Similarly, appellant No. 6-Birendra Kumar Misra and appellant No. 8-Sri Rama Dash, whose names do not find place in the F. I. R. and no specific overt acts have been alleged against them by the informant, at the first instance, are also entitled to be enlarged on bail for the time being. So far as appellant No. 7-Sri Afun Kumar Agarwal ' Tilu Agarwal is concerned, though there is no evidence to show that he has taken part in the real tussle, we are prima facie of the opinion that he being the king pin of the entire episode and a person who has engaged other accused persons (assailants), should not be enlarged on bail after being convicted for the offences. Similarly, the other accused persons whose names find place in the F. I. R. and against whom there is specific allegation of overt acts, should not be enlarged on bail and the application for bail so far as appellants No. 2,3,4,5 and 7 is concerned, stands rejected. 13. We accordingly, direct that appellant-petitioner Nos. 1, 6 and 8 (Konark Patnaik, Birendra Kumar Misra and Sri Rama Dash respectively) be enlarged on bail of Rs. 20,000/-with two surities each for the like amount to the satisfaction of the learned Addl.
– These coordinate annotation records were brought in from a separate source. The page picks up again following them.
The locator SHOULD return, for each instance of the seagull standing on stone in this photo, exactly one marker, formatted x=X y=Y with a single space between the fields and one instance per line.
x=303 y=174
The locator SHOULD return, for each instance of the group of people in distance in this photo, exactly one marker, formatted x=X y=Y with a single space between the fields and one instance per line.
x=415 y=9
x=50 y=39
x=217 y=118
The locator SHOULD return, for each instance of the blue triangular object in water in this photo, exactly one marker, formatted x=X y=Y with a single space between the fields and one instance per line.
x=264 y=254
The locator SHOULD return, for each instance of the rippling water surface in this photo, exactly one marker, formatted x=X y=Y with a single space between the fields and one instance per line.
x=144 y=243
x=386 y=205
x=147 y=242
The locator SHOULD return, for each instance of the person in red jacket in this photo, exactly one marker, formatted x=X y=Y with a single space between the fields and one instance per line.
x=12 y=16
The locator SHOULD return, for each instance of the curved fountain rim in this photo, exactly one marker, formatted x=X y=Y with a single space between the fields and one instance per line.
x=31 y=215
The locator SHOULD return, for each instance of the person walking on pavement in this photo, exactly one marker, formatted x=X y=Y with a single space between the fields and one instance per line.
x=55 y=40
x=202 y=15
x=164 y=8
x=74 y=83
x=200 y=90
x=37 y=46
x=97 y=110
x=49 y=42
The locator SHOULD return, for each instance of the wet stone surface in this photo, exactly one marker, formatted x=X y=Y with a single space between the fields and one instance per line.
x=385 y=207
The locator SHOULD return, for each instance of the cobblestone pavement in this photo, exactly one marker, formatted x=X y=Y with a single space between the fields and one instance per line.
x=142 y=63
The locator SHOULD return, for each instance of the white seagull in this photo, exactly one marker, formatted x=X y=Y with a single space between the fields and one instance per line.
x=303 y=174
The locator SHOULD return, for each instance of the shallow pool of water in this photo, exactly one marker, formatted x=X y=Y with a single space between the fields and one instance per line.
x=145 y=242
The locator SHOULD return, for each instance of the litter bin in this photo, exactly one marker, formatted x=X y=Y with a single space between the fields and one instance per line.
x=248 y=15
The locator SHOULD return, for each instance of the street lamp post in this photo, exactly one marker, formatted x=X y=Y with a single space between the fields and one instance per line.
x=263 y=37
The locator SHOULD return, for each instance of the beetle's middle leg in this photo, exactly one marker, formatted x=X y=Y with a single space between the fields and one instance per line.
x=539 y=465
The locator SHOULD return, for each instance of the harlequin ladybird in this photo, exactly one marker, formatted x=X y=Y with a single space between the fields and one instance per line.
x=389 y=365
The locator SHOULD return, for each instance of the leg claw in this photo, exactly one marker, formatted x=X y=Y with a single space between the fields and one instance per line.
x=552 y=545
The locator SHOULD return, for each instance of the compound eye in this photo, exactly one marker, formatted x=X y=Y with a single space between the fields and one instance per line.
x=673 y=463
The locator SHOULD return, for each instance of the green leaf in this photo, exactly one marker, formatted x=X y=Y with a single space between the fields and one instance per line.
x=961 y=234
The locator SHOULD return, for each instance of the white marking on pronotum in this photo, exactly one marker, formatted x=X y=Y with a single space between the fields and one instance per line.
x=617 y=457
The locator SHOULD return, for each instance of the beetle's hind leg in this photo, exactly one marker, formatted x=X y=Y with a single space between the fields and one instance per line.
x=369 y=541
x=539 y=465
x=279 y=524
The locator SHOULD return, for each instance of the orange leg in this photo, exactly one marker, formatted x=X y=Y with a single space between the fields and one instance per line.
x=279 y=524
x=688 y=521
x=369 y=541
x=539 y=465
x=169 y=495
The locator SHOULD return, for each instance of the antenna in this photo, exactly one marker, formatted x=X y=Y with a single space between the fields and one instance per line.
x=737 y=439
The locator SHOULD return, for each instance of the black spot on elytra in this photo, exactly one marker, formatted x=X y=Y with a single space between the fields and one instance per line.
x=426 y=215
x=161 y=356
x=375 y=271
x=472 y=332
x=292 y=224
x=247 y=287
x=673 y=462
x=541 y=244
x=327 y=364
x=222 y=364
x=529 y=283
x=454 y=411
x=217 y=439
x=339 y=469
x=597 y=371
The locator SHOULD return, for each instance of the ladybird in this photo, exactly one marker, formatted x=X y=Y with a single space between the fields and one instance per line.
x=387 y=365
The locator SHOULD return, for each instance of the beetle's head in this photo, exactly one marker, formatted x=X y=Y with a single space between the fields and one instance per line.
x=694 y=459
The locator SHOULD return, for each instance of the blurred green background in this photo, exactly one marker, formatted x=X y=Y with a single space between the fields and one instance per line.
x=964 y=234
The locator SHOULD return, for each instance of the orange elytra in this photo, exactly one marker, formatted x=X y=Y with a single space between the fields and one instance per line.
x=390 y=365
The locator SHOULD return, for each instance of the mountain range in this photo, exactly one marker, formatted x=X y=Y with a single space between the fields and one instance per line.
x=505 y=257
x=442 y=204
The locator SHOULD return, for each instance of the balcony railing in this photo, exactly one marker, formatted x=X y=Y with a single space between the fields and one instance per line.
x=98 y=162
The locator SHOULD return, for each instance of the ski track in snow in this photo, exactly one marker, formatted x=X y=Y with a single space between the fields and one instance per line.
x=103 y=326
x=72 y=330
Sessions Judge, Jharsuguda in S. T. Case No. 35/16 of 2000, subject to the further condition that : (i) the said appellants shall report to the local police station on 14th and 30th of each month, (ii) shall not travel beyond the jurisdiction of Orissa without obtaining prior permission of this Court, and (iii) shall not be involved in any other criminal activities in the meanwhile. It is made clear that in the event of breach of any of the conditions, the prosecution will be at liberty to move this Court for cancellation of bail granted herein. However, in line with what has been held by the Apex Court in Kashmir Singh's case (supra), it is directed that the Criminal Appeal should be heard as expeditiously as possible and if the petitioners-appellants prepare and submit the paper books within three months, the Appeal be listed for hearing before available Criminal Bench soon thereafter. 14. Misc. Case is accordingly disposed of. P. Ray, J. 15. I agree. 16. Misc. case disposed of.